Last Thursday, USGA got together to celebrate the many identities that make up the queer community in Provo. Flag night invited the community to create their own flags while learning about other people’s, and making new friends. Each flag created was unique and colorful, some pulling from different aspects of the creator’s life with multiple identities intersecting, while others were purely original work representing the artist’s identity as a whole. Destiny, an attendant of the activity, created a flag with the bisexual colors interrupted by patches of gray and a rocky black border.
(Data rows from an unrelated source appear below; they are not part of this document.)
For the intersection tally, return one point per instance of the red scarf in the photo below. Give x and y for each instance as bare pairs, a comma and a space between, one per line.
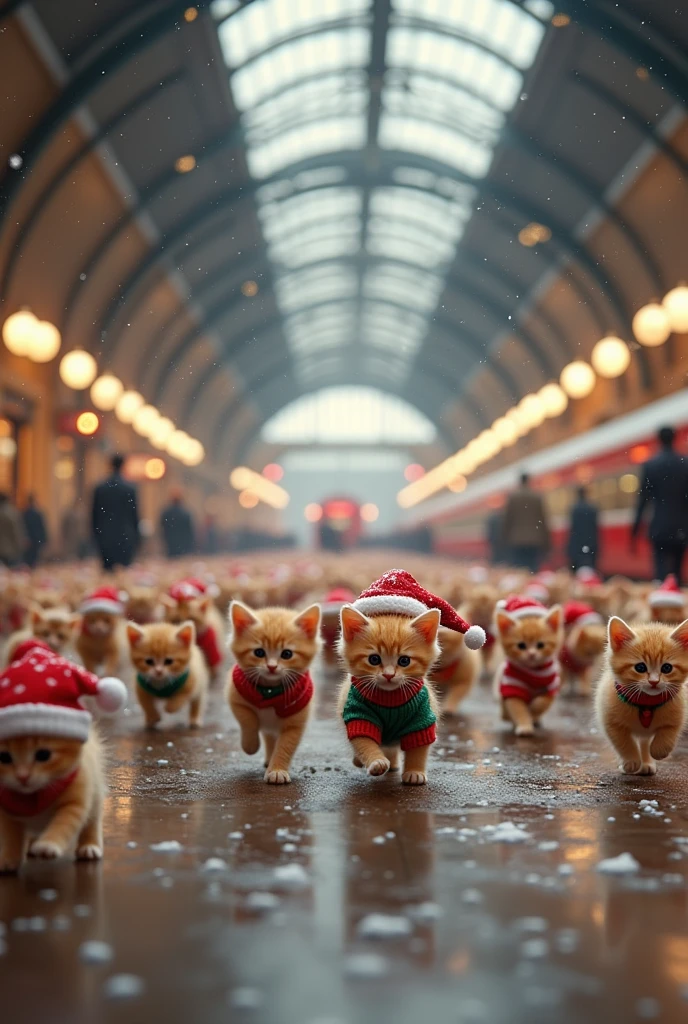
526, 683
285, 702
207, 641
388, 698
645, 702
28, 805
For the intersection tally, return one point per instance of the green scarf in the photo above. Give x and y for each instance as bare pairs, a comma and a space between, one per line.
163, 691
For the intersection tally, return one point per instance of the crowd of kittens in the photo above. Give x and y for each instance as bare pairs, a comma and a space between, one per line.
404, 660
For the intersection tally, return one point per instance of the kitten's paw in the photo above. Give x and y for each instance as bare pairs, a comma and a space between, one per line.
524, 730
89, 851
250, 742
378, 767
45, 849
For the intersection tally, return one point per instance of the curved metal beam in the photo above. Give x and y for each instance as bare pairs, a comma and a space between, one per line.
31, 217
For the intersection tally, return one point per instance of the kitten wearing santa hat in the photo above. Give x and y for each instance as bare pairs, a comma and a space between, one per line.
101, 644
51, 770
389, 644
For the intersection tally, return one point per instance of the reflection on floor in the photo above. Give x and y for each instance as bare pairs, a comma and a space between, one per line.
343, 899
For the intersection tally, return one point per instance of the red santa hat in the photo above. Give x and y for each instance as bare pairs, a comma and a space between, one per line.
519, 607
104, 599
40, 694
579, 613
397, 593
335, 598
668, 595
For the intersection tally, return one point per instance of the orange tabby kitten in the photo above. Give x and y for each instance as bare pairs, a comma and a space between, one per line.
29, 767
385, 702
56, 627
270, 689
456, 671
528, 680
170, 668
101, 642
641, 699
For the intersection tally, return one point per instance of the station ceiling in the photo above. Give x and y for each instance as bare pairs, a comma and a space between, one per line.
337, 188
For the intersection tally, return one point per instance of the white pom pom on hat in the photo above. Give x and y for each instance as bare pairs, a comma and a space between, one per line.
112, 695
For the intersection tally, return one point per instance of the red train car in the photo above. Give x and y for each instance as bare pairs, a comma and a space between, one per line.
607, 460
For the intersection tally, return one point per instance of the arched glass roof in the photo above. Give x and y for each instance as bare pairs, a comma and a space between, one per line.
349, 416
361, 269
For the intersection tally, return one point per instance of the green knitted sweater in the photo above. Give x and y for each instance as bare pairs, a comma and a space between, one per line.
411, 723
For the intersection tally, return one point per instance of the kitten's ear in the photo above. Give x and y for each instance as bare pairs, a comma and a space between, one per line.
134, 634
241, 616
555, 617
427, 624
619, 633
680, 634
504, 622
186, 633
353, 622
309, 621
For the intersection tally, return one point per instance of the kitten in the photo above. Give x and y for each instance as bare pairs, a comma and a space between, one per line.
201, 609
170, 668
32, 770
456, 671
101, 642
142, 605
56, 627
479, 608
528, 680
385, 702
641, 699
269, 689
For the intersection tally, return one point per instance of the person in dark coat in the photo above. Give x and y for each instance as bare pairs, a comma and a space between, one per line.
525, 530
34, 527
583, 532
176, 526
664, 486
115, 518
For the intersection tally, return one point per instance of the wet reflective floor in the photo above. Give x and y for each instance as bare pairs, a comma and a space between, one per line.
343, 899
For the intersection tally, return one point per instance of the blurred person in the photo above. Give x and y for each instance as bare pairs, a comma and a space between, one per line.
525, 532
176, 526
115, 518
664, 486
583, 532
12, 535
35, 528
Destiny explained that the flag represents their newly discovered sexuality, which they’ve struggled to explore while existing in a straight-passing relationship.


Carolyn, the president of USGA, created a collage of her identities, describing her flag as

"a mix of the demisexual flag and the gay flag because those are the two identities I hold"

The gender symbol for woman surrounds her official tribe’s seal, and represents her identity as an Indigenous woman. One pair created a conglomeration of different pride flags, including the transgender, asexual, lesbian, and pansexual flags. They described their collage as a “collection of flags that represent both of our identities” which illustrates how they have learned to

"recognize and respect each other’s identities. . .take, and learn from that.”

Although creating these flags may seem insignificant, (and reminiscent of a bunch of kindergarteners gathering around arts and crafts supplies eating Oreos and fruit snacks), it is important for queer BYU students to have a space to showcase and rejoice in their intersecting identities. We celebrate queer joy by delighting in these different identities and lifting up everyone in our community, and we hope that at least one person felt seen and loved when they held up their flag.